Formalmente non ci sono contatti fra gli emissari di Netanyahu e quelli di Herzog. Oggi però lo stesso Herzog e Tzipi Livni hanno pubblicato un documento sulle intese di Losanna per il nucleare iraniano. Il testo da un lato critica il premier per non aver saputo difendere a dovere i rapporti strategici con gli Stati Uniti, ma dall’altro raccoglie non poche delle critiche mosse da Netanyahu alla formulazione degli accordi sul nucleare iraniano.
Nell’ottica di Herzog e Livni Israele deve assecondare maggiormente la politica di Barack Obama, ma esigere «nella situazione creatasi» una sorta di carta bianca: ossia la legittimazione a priori degli Usa ad azioni militari che Israele si vedesse costretto a condurre per difendere la sicurezza nazionale. Nel frattempo però Netanyahu è ancora invischiato in laboriose trattative con le liste nazionaliste ed ortodosse per conciliare una serie di richieste contradditorie.

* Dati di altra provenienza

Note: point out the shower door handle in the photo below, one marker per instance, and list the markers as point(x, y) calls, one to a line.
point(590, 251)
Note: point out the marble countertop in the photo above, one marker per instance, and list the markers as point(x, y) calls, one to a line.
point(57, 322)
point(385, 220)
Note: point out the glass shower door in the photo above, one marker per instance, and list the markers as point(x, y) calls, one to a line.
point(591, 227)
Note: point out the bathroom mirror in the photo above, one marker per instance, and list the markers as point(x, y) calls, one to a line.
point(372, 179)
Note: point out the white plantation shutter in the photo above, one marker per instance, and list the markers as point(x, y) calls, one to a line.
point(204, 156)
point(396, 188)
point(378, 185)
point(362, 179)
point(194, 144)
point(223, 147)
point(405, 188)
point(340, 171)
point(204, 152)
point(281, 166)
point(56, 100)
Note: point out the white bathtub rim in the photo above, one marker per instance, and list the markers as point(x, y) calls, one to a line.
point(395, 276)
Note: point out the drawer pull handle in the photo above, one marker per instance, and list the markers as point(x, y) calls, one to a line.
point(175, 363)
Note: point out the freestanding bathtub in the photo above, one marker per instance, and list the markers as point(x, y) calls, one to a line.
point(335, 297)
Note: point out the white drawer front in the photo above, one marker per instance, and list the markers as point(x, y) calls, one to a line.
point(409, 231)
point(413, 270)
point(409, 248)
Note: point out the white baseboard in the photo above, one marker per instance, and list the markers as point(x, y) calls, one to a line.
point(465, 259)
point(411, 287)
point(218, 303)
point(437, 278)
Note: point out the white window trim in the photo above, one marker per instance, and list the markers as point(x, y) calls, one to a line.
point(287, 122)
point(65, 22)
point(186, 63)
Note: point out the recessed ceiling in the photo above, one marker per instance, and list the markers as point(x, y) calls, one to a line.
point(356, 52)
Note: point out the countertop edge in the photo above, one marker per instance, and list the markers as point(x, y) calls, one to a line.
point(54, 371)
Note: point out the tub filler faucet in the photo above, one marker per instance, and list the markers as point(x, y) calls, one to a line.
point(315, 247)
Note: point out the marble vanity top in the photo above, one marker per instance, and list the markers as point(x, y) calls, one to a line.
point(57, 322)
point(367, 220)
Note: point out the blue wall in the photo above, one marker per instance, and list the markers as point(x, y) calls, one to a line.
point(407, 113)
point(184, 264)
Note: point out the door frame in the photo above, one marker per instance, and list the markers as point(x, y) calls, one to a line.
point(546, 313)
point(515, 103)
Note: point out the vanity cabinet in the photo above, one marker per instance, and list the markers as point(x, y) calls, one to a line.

Parte degli attriti riguardano le prerogative del ministero delle finanze, che il leader di Kulanu Moshe Kahlon vuole estendere a scapito di altri ministeri. Altri dissensi sono emersi per l’assegnazione del ministero degli esteri: un dicastero conteso da Avigdor Lieberman (Israel Beitenu); Naftali Bennett (Focolare ebraico) e Silvan Shalom (Likud). Fra dieci giorni terminerà il mandato concesso dal capo dello Stato Reuven Rivlin per formare il governo.
Netanyahu potrà comunque ottenere una proroga di altre di due settimane. Secondo Haaretz, in ogni caso beneficierà del sostegno di Kulanu e delle due liste ortodosse. Adesso deve decidere se optare ancora per un’alleanza con le due liste nazionaliste di Bennett e Lieberman, oppure – contraddicendo in maniera vistosa la propria campagna elettorale – aprire in definitiva a Herzog e alla Livni. Difficilmente, stimano gli analisti, si avrà un chiarimento prima della fine del mese.